In the future, Hamm said, the commission must get actively involved in meeting with the elections director, knowing precisely how many machines are going to which precincts and get written reports in the months leading up to an election from the elections director.

Hamm and election commission members said their goal from now on should be to have the finest election process in the nation.

“If you are not going to be the best, don’t do it,” Hamm said.

Hamm also called attention to a few bright spots in the Nov. 6 elections.

For example, a few large precincts with a small number of machines managed to avoid long voter lines. This indicates that just adding more voting machines, or opening up new precincts, isn’t the only way to ensure more efficient elections, he said. Better training of poll workers may well be part of any broad solution, he said.

Hamm, who spoke to the commissioners for nearly two hours, said he will be staying on as counsel to finalize his report and suggestions.

One suggestion will be a pre-election checklist of procedures and activities that must be done to have a smooth election, he said.

No such checklist exists now, even though staging a county election is a complicated affair involving the deployment of more than 900 voting machines and 1,000 poll workers to 124 precincts.

The office also is supposed to make sure those 1,000 poll workers take training classes well before the election so they will know how to make a precinct run smoothly.

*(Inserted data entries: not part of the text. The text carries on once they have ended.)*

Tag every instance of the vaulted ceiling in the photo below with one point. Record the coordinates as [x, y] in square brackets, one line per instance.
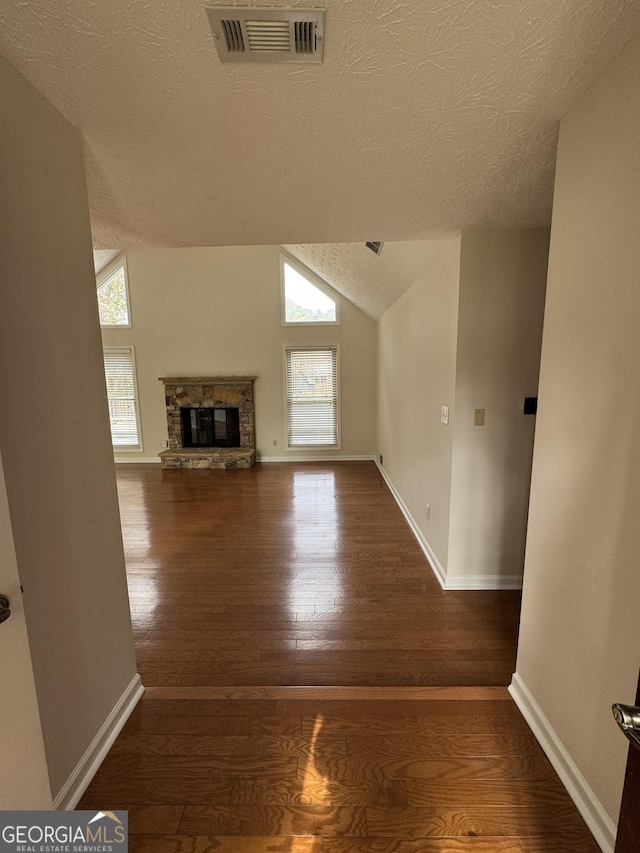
[426, 115]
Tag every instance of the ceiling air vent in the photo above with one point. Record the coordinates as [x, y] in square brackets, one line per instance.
[375, 247]
[267, 35]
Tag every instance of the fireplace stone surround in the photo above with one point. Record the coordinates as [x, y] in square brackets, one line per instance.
[209, 392]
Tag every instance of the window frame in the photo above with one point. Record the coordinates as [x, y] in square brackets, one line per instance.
[126, 448]
[286, 258]
[335, 347]
[103, 278]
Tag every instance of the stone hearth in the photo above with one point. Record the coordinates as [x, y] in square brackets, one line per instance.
[218, 392]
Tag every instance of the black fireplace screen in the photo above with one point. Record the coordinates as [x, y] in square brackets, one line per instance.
[210, 427]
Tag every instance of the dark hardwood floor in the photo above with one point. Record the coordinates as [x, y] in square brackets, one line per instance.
[297, 575]
[245, 584]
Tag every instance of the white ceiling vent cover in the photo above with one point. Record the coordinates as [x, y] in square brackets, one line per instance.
[267, 35]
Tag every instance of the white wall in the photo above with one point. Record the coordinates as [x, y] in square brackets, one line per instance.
[580, 632]
[466, 335]
[60, 480]
[216, 311]
[501, 305]
[417, 364]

Moreover, some 20 voting machine repair workers must overhaul all voting machines before the election to make sure they work properly before being delivered to precincts. Then, those technicians must remain on call on election day and be able to promptly respond when precincts report machine failures.

However, Hamm made clear, McBride’s office had no one on Nov. 6 – including McBride – who was capable of planning and coordinating that kind of complex operation, with its many moving parts, unpredictable events, numerous details and large numbers of people and machines.

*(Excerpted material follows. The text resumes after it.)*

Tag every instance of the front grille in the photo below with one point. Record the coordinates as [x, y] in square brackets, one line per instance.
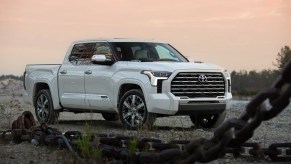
[198, 84]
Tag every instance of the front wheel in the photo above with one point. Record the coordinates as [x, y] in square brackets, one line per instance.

McBride was paid $66,429 in 2011 as the county’s director of voter registration when Mike Cinnamon ran the separate county elections office. She got a raise to $85,000 in mid-2011 when she was named director of the newly merged voter registration and elections office.

The Richland legislative delegation gave that top job to McBride, who had never overseen an election, without seriously considering other candidates.

The commission chose Salmond to replace McBride as acting director when McBride said she was stepping down from her position in a letter delivered to commissioners last week. Salmond, 80 and a former longtime member of the Richland 1 board, will be paid $4,500 a month until the commission hires a new director.

Despite the public outcry, members of the county legislative delegation who hired McBride had no authority to remove her. And the election commission, which could fire her, chose not to.

The commission Wednesday urged Salmond to begin reorganizing the office and instituting reforms.